How is the 2011 critical darling augmented for the Wii U?
While heavily rumored for months, Square Enix finally announced last week that Deus Ex: Human Revolution is indeed coming to the Wii U later this year. The more surprising news is the affixation of the “Director’s Cut” tag and the addition and reworking of content; this isn’t a simple port of a two-year-old game, but a chance for the team to go back and address some issues while also improving the overall experience. I was given the chance to play Human Revolution Director’s Cut this past weekend, and can attest to the changes to the core gameplay. Whether or not those justify playing the game on Wii U over cheaper options on other platforms remains to be seen.
Human Revolution still plays similarly to its older counterparts; players take control of Adam Jensen, security manager-turned-Robocop, as he attempts to uncover the truth behind the attacks on, and motivations of, his employer, Sarif Industries. Players have options in how they outfit and play as Jensen, and can emphasize physical prowess and gunplay, stealth and hacking abilities, or a healthy mixture of each. These choices, as well as those made in dialogue trees with a number of NPCs, dictate the type of experience players will have in Human Revolution, and the entire suite of options is present here in the Director’s Cut.
The GamePad, while not as vital to the experience as in something like ZombiU, allows for some new interface options. Reading documents, hacking computers, applying augmentations, and navigating menus all take place on the GamePad screen. While mostly cosmetic, I did find using the touch screen to perform hacking operations a bit more intuitive, as I was able to quickly tap nodes without wasting valuable milliseconds moving a cursor around with a traditional controller. On the downside, the Director’s Cut moves the mini-map to the touch screen, which means looking down and away from the action to observe enemy locations and movements, leaving Jensen open to ambush. Oh, and don’t worry, Off-TV Play is available.
Another unique feature tied to the GamePad is the ability to, at any time, pull up a walkthrough. Players may pause and then browse the in-game walkthrough on the touch screen to see where to go next, look for possible side-missions, or simply get more detail about certain aspects of the game. It’s a welcome addition; I assume I’m not the only one who kept pulling up GameFAQs page on my iPad as I played the original two years ago.

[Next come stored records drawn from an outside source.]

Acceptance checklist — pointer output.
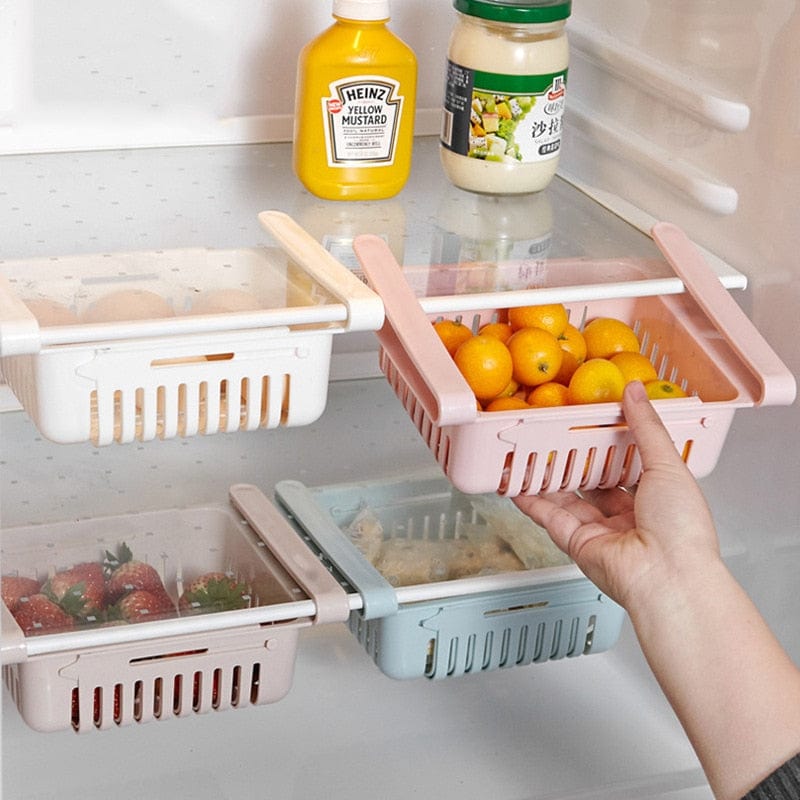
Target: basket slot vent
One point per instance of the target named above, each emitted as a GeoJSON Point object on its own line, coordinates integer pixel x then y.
{"type": "Point", "coordinates": [255, 682]}
{"type": "Point", "coordinates": [555, 641]}
{"type": "Point", "coordinates": [236, 685]}
{"type": "Point", "coordinates": [158, 697]}
{"type": "Point", "coordinates": [138, 700]}
{"type": "Point", "coordinates": [505, 647]}
{"type": "Point", "coordinates": [430, 659]}
{"type": "Point", "coordinates": [589, 639]}
{"type": "Point", "coordinates": [471, 646]}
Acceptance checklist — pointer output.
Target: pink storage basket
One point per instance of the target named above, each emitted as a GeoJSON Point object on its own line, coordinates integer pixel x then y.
{"type": "Point", "coordinates": [699, 338]}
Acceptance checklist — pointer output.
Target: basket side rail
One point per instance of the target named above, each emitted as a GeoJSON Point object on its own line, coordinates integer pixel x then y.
{"type": "Point", "coordinates": [439, 386]}
{"type": "Point", "coordinates": [378, 596]}
{"type": "Point", "coordinates": [364, 307]}
{"type": "Point", "coordinates": [777, 384]}
{"type": "Point", "coordinates": [13, 649]}
{"type": "Point", "coordinates": [331, 600]}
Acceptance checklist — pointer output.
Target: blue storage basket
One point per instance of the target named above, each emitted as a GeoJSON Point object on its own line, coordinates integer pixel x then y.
{"type": "Point", "coordinates": [448, 628]}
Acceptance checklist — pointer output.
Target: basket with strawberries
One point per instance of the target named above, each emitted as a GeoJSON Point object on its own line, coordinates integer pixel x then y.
{"type": "Point", "coordinates": [119, 589]}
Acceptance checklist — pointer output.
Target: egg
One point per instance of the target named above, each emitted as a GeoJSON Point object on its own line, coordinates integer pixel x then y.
{"type": "Point", "coordinates": [127, 305]}
{"type": "Point", "coordinates": [50, 313]}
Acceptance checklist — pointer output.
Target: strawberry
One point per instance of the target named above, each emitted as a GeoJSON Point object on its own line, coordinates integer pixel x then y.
{"type": "Point", "coordinates": [80, 591]}
{"type": "Point", "coordinates": [141, 605]}
{"type": "Point", "coordinates": [14, 588]}
{"type": "Point", "coordinates": [215, 591]}
{"type": "Point", "coordinates": [126, 574]}
{"type": "Point", "coordinates": [39, 614]}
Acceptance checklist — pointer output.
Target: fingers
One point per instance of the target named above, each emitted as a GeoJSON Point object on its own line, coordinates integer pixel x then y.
{"type": "Point", "coordinates": [652, 438]}
{"type": "Point", "coordinates": [560, 514]}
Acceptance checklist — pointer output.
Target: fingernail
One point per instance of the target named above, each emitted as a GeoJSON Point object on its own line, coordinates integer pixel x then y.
{"type": "Point", "coordinates": [636, 391]}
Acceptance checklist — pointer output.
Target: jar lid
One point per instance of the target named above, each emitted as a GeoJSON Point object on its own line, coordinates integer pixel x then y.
{"type": "Point", "coordinates": [525, 11]}
{"type": "Point", "coordinates": [362, 10]}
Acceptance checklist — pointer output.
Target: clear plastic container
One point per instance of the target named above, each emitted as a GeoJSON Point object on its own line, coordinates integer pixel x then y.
{"type": "Point", "coordinates": [504, 99]}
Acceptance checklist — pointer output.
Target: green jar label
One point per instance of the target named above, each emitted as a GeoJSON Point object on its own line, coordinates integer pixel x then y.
{"type": "Point", "coordinates": [495, 117]}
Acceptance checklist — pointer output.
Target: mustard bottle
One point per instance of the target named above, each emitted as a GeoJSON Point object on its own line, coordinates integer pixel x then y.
{"type": "Point", "coordinates": [354, 107]}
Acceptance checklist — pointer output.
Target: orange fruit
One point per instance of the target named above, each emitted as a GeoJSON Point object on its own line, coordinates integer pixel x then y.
{"type": "Point", "coordinates": [452, 333]}
{"type": "Point", "coordinates": [596, 381]}
{"type": "Point", "coordinates": [663, 390]}
{"type": "Point", "coordinates": [506, 404]}
{"type": "Point", "coordinates": [502, 330]}
{"type": "Point", "coordinates": [510, 390]}
{"type": "Point", "coordinates": [486, 365]}
{"type": "Point", "coordinates": [634, 367]}
{"type": "Point", "coordinates": [548, 395]}
{"type": "Point", "coordinates": [605, 336]}
{"type": "Point", "coordinates": [573, 344]}
{"type": "Point", "coordinates": [551, 317]}
{"type": "Point", "coordinates": [536, 356]}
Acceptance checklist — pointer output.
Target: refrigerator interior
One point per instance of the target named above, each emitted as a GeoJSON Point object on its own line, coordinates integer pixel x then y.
{"type": "Point", "coordinates": [167, 125]}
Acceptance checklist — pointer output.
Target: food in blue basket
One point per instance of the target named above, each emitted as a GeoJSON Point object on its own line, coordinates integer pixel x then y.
{"type": "Point", "coordinates": [530, 542]}
{"type": "Point", "coordinates": [501, 539]}
{"type": "Point", "coordinates": [128, 305]}
{"type": "Point", "coordinates": [366, 533]}
{"type": "Point", "coordinates": [124, 574]}
{"type": "Point", "coordinates": [38, 614]}
{"type": "Point", "coordinates": [215, 591]}
{"type": "Point", "coordinates": [80, 591]}
{"type": "Point", "coordinates": [15, 587]}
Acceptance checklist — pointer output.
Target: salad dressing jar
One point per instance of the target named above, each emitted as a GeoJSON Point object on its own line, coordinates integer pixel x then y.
{"type": "Point", "coordinates": [504, 95]}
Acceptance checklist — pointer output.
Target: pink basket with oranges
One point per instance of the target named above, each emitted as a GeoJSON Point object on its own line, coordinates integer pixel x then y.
{"type": "Point", "coordinates": [697, 338]}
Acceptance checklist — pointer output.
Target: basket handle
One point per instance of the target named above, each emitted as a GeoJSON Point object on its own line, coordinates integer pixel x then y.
{"type": "Point", "coordinates": [379, 598]}
{"type": "Point", "coordinates": [778, 386]}
{"type": "Point", "coordinates": [329, 597]}
{"type": "Point", "coordinates": [364, 308]}
{"type": "Point", "coordinates": [19, 329]}
{"type": "Point", "coordinates": [439, 386]}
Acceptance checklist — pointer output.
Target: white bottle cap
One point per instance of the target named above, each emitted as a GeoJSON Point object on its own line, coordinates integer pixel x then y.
{"type": "Point", "coordinates": [366, 10]}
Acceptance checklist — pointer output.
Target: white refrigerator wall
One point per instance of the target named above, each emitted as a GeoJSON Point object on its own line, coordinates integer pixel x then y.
{"type": "Point", "coordinates": [687, 110]}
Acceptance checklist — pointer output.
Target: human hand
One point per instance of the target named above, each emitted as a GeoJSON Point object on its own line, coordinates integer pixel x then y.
{"type": "Point", "coordinates": [629, 544]}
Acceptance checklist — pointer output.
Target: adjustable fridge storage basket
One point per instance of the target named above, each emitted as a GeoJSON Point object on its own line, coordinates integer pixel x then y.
{"type": "Point", "coordinates": [137, 346]}
{"type": "Point", "coordinates": [106, 674]}
{"type": "Point", "coordinates": [696, 336]}
{"type": "Point", "coordinates": [467, 625]}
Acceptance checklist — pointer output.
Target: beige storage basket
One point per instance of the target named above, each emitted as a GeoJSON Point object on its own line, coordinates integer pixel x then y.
{"type": "Point", "coordinates": [105, 676]}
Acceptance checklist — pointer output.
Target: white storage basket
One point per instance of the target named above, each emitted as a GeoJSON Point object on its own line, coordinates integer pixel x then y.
{"type": "Point", "coordinates": [246, 342]}
{"type": "Point", "coordinates": [103, 676]}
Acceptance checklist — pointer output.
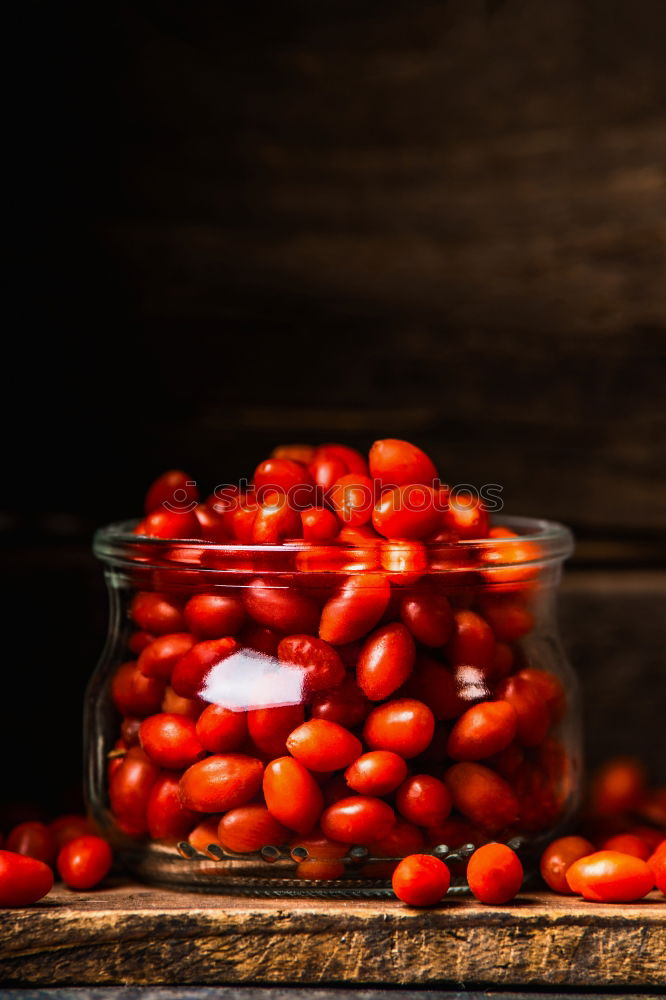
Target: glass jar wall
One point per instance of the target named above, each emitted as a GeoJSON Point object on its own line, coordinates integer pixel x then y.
{"type": "Point", "coordinates": [296, 719]}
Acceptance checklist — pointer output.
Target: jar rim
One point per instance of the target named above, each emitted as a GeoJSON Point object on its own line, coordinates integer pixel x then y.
{"type": "Point", "coordinates": [117, 545]}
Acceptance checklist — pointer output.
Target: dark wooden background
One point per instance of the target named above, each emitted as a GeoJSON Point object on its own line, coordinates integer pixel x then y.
{"type": "Point", "coordinates": [235, 224]}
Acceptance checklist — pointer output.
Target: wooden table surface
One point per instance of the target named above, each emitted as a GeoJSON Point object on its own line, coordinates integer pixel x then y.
{"type": "Point", "coordinates": [135, 935]}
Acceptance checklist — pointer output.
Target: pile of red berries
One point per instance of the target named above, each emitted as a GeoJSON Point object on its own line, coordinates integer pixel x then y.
{"type": "Point", "coordinates": [624, 862]}
{"type": "Point", "coordinates": [419, 721]}
{"type": "Point", "coordinates": [33, 849]}
{"type": "Point", "coordinates": [416, 723]}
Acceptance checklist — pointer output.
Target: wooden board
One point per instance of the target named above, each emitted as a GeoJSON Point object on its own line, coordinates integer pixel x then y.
{"type": "Point", "coordinates": [131, 934]}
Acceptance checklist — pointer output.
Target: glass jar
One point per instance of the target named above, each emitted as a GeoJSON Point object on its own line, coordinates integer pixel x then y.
{"type": "Point", "coordinates": [240, 677]}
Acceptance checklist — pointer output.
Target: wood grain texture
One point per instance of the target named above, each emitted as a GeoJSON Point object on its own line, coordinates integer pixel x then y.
{"type": "Point", "coordinates": [136, 935]}
{"type": "Point", "coordinates": [439, 220]}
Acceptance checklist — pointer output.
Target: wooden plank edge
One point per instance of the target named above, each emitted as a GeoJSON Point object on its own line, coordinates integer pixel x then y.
{"type": "Point", "coordinates": [187, 939]}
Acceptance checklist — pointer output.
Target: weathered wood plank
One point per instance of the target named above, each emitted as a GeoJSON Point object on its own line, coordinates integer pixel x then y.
{"type": "Point", "coordinates": [136, 935]}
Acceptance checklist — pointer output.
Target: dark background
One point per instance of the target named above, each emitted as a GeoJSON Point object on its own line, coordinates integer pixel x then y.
{"type": "Point", "coordinates": [237, 224]}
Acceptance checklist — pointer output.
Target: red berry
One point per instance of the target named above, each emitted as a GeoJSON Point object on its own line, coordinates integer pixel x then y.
{"type": "Point", "coordinates": [22, 880]}
{"type": "Point", "coordinates": [386, 661]}
{"type": "Point", "coordinates": [84, 862]}
{"type": "Point", "coordinates": [421, 880]}
{"type": "Point", "coordinates": [221, 782]}
{"type": "Point", "coordinates": [34, 840]}
{"type": "Point", "coordinates": [359, 819]}
{"type": "Point", "coordinates": [213, 616]}
{"type": "Point", "coordinates": [323, 746]}
{"type": "Point", "coordinates": [405, 726]}
{"type": "Point", "coordinates": [399, 463]}
{"type": "Point", "coordinates": [292, 795]}
{"type": "Point", "coordinates": [494, 873]}
{"type": "Point", "coordinates": [170, 740]}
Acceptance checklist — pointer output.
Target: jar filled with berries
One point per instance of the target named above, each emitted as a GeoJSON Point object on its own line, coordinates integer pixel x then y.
{"type": "Point", "coordinates": [315, 674]}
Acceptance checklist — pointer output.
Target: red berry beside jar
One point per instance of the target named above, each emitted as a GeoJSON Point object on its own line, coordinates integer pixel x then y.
{"type": "Point", "coordinates": [325, 669]}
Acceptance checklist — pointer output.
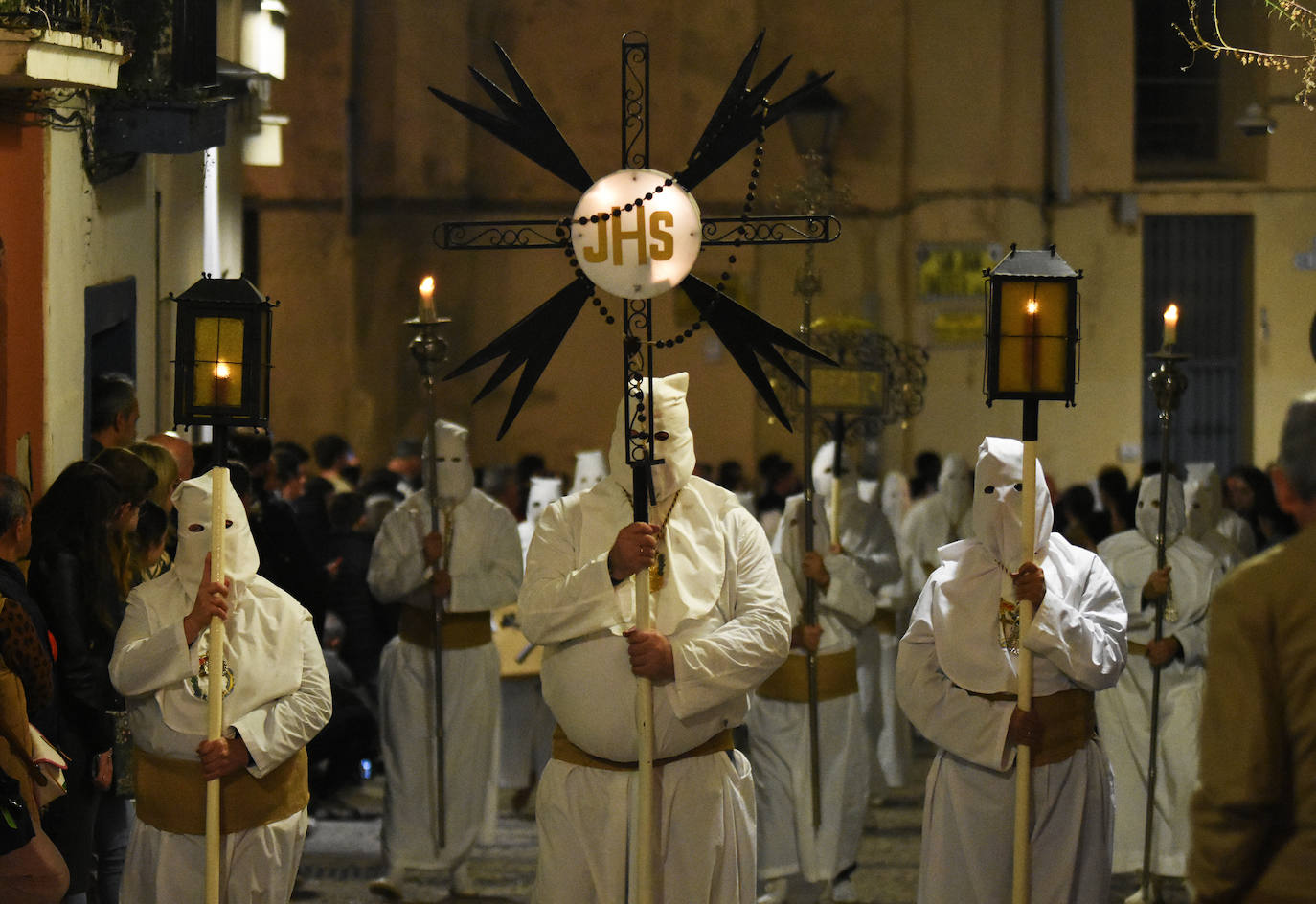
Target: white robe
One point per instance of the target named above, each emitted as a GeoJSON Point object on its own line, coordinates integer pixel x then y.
{"type": "Point", "coordinates": [728, 634]}
{"type": "Point", "coordinates": [258, 866]}
{"type": "Point", "coordinates": [1125, 712]}
{"type": "Point", "coordinates": [486, 569]}
{"type": "Point", "coordinates": [1078, 641]}
{"type": "Point", "coordinates": [780, 731]}
{"type": "Point", "coordinates": [925, 527]}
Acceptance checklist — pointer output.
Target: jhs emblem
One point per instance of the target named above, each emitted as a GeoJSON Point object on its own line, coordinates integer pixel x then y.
{"type": "Point", "coordinates": [199, 685]}
{"type": "Point", "coordinates": [1007, 619]}
{"type": "Point", "coordinates": [636, 233]}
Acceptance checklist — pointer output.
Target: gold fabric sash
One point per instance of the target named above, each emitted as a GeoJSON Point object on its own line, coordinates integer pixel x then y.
{"type": "Point", "coordinates": [461, 629]}
{"type": "Point", "coordinates": [837, 678]}
{"type": "Point", "coordinates": [569, 753]}
{"type": "Point", "coordinates": [1069, 723]}
{"type": "Point", "coordinates": [171, 795]}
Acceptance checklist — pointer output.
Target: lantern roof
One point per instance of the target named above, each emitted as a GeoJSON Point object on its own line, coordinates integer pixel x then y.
{"type": "Point", "coordinates": [210, 288]}
{"type": "Point", "coordinates": [1044, 263]}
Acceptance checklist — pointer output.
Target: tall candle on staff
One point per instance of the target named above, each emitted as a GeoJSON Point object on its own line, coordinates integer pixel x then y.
{"type": "Point", "coordinates": [221, 383]}
{"type": "Point", "coordinates": [426, 299]}
{"type": "Point", "coordinates": [1171, 326]}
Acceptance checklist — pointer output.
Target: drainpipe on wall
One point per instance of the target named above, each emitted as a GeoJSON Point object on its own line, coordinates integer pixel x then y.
{"type": "Point", "coordinates": [1057, 119]}
{"type": "Point", "coordinates": [352, 120]}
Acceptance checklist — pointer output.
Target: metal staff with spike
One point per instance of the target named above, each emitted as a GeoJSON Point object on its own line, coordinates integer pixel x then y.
{"type": "Point", "coordinates": [429, 349]}
{"type": "Point", "coordinates": [1168, 387]}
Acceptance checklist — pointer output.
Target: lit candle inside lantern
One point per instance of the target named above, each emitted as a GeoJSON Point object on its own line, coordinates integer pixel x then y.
{"type": "Point", "coordinates": [1171, 326]}
{"type": "Point", "coordinates": [1031, 348]}
{"type": "Point", "coordinates": [221, 383]}
{"type": "Point", "coordinates": [426, 299]}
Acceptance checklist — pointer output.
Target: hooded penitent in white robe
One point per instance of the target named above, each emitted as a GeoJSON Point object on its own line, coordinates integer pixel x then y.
{"type": "Point", "coordinates": [486, 570]}
{"type": "Point", "coordinates": [956, 653]}
{"type": "Point", "coordinates": [590, 470]}
{"type": "Point", "coordinates": [527, 723]}
{"type": "Point", "coordinates": [277, 700]}
{"type": "Point", "coordinates": [1203, 510]}
{"type": "Point", "coordinates": [780, 729]}
{"type": "Point", "coordinates": [721, 607]}
{"type": "Point", "coordinates": [937, 520]}
{"type": "Point", "coordinates": [1125, 712]}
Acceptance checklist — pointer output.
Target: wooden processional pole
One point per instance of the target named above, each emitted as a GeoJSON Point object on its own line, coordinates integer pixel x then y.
{"type": "Point", "coordinates": [1024, 755]}
{"type": "Point", "coordinates": [215, 679]}
{"type": "Point", "coordinates": [640, 453]}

One fundamental change to the experience is the reworking of boss battles. The game's four boss battles, all outsourced to an external studio, were a common target of complaints in the original release, so it's no surprise that the Director's Cut takes a drastic approach to the pivotal encounters. The original developers at Eidos Montreal have designed new stealth routes around expanded environments and added more hidden guns and ammo to reward exploration, even in the game's most intense combat scenarios. The arenas have been completely redesigned to allow more varied strategies and win conditions, adding new cover points and enabling "no-bullets" solutions through using hacked turrets or robots. (The bosses still have to die, for story continuity.) New safe zones have been included, likely to provide a legitimate alternative to the scripting exploits that were often recommended among players seeking help online. Although the bosses themselves behave similarly to their previous incarnations, their stats have been adjusted to better fit the overall difficulty setting. It seems the ultimate goal is to make these boss fights feel more consistent with the rest of the game and to allow players to exploit whatever skill path(s) to which they may already be committed.
In addition to gameplay changes, the Director’s Cut also includes in-game commentary and all of the original’s DLC, which is built seamlessly into the main campaign. The representative from Square also assured us that the Wii U version was the best-looking iteration of Human Revolution, even beating out the PC version. It’s been two years since I played the original, so I can’t comment on that exactly, but it certainly ran smoothly and I never noticed any technical hiccups.
For anyone who missed it the first time, Deus Ex: Human Revolution Director’s Cut appears to be much more than a simple port, and those who own the Wii U exclusively should keep an eye on this one. Whether or not the additional and reworked content warrants passing over a cheaper copy of the original on a different platform or double dipping, however, remains to be seen. I look forward to getting another, more thorough chance at seeing the game and how the changes improve the overall experience. Deus Ex: Human Revolution Director’s Cut launches in North America on May 7.